To Market, To Market

Walking to work today, the air was cold enough so that every breath I took escaped as what I called ‘dragons breath’ when I was a little girl. I love days like this. I have had a lot happening over the past few weeks (a dear Aunt has had a stroke, I have been under the weather and Carl has been working late an awful lot), and had fallen into the habit of catching the bus to work, but lately I have started to walk again, and am getting so much pleasure out of it. I leave ten minutes earlier than I need to so I can really absorb it all, and have time to be diverted on the way. I love to scuffle through the leaves, which are really crunchy at the moment. I adore the sweet almost coffee scent that rises up from a path of freshly scuffled leaves.

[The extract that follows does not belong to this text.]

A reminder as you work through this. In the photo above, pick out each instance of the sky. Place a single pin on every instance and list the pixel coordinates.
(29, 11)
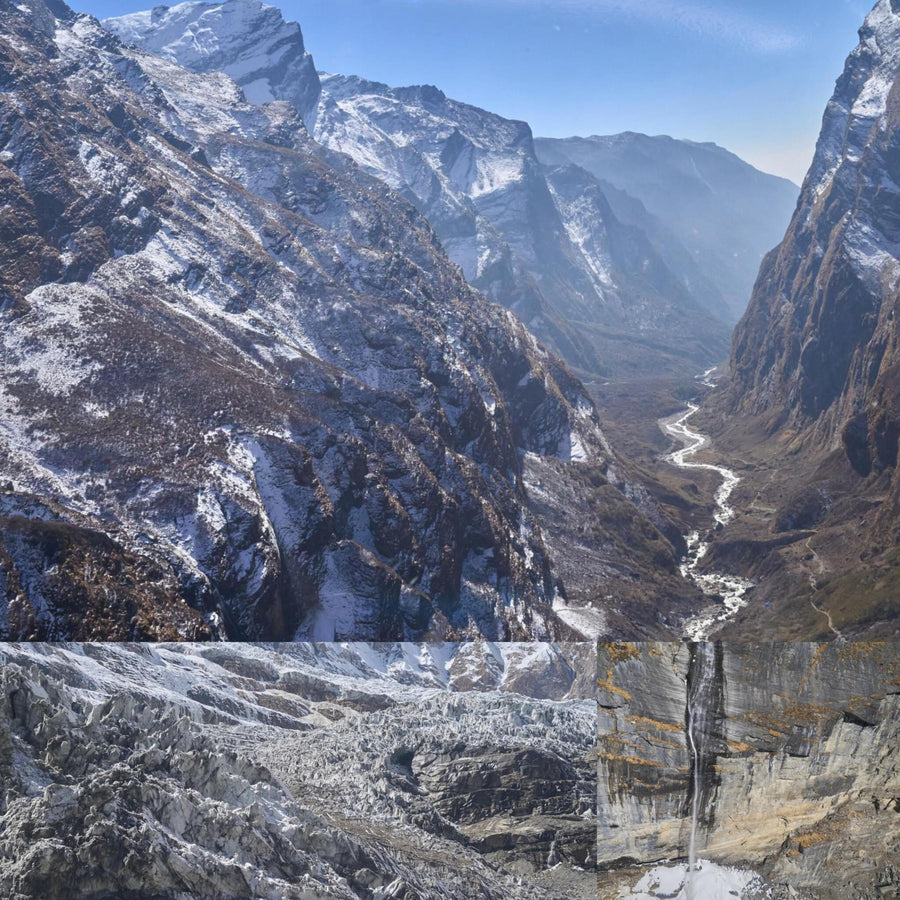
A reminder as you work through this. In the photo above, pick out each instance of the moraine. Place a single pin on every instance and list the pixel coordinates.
(732, 589)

The light has that wonderful quality of being somehow sharp and hazy at the same time, and the sunshine is brilliantly dazzling. This morning I had a particularly lovely walk into work, as it ended with a quick trip to the market. I love the feeling of having some pennies in my purse and a shopping list of lovely things. First of all I visited the cheese stall, to buy some goats cheese. Tonight I am cooking roasted peppers filled with goats cheese and lentils, and then for lunch tomorrow I am making my favourite goats cheese, roasted pepper and chicken salad. When I got there they only had 1kg logs, which (as much as I do love goats cheese!) was just way too much for me, so the lovely man cut me a smaller slice instead. Then I moved on to the flower stall, as at this time of year I get a yearning for what I think of as Mrs Miniver chrysanthemums. I was torn between a deeper brown, a bright firey orange, and a smaller-flowered bronze somewhere between the two. I chose the bronze, and enjoyed carrying them through the market in their heavy paper wrapping. My last port of call was at a stall that sells all manner of dry goods, where I bought a tub of hot chocolate for my sister.

I really wanted to buy a new pair of slippers, but the slipper man was not there today, and I would have loved to loiter at the wool stall for a little while, but the clock was ticking, and work was calling.